Article ID: | iaor1995171 |
Country: | United States |
Volume: | 40 |
Issue: | 6 |
Start Page Number: | 774 |
End Page Number: | 787 |
Publication Date: | Jun 1994 |
Journal: | Management Science |
Authors: | Lenard Melanie L., Shwartz Michael |
Keywords: | economics |
Under the Prospective Payment System implemented by Medicare in 1983, hospitals are paid a set price for each Medicare patient treated, rather than being reimbursed for the patient’s costs as had been done previously. An increasing number of other insurers have adopted a similar method of hospital payment. In these systems, the price, which depends on the patient’s Diagnosis Related Group (DRG), is derived from the average cost over all hospitals of all patients in that DRG. The authors propose an alternative method for setting prices in hospital prospective payment systems, called equilibrium pricing, in which prices are derived from a linear programming model of competitive equilibrium. To evaluate the improvement in incentives associated with equilibrium pricing, they define a measure, called the disincentive index, of the extent to which a set of prices creates economic disincentives to efficient behavior. In the situation in which all hospitals compete in a single market area, the authors show that equilibrium pricing creates the best possible economic incentives, i.e., by reducing the disincentive index to zero.
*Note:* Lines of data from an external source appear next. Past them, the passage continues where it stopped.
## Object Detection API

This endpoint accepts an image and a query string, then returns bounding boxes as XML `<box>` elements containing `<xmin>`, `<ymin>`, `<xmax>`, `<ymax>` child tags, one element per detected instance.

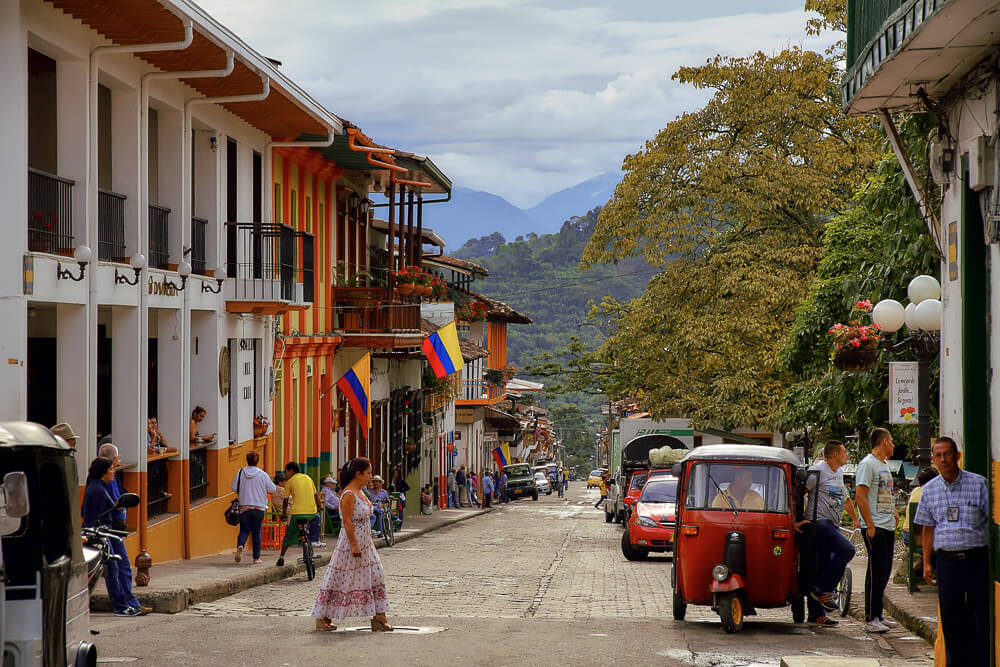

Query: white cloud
<box><xmin>191</xmin><ymin>0</ymin><xmax>829</xmax><ymax>206</ymax></box>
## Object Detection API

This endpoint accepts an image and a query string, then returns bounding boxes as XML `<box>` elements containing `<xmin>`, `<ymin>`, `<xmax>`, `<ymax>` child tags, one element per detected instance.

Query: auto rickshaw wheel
<box><xmin>674</xmin><ymin>590</ymin><xmax>687</xmax><ymax>621</ymax></box>
<box><xmin>791</xmin><ymin>593</ymin><xmax>806</xmax><ymax>623</ymax></box>
<box><xmin>719</xmin><ymin>591</ymin><xmax>743</xmax><ymax>634</ymax></box>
The analysis is then extended to the more realistic situation where hospitals compete in limited geographical market areas, whereas prices must be uniformly set for a number of such market area. The authors prove that, with an appropriate generalization of the disincentive index, equilibrium prices for a single market area are also optimal for multiple market areas. Finally, actual cost and utilization data from hospitals that compete in eastern Massachusetts are used to determine prices and to evaluate the associated disincentive index for a simulated prospective payment system. This empirical study shows a dramatic improvement in the incentives created by equilibrium pricing compared to average-cost pricing.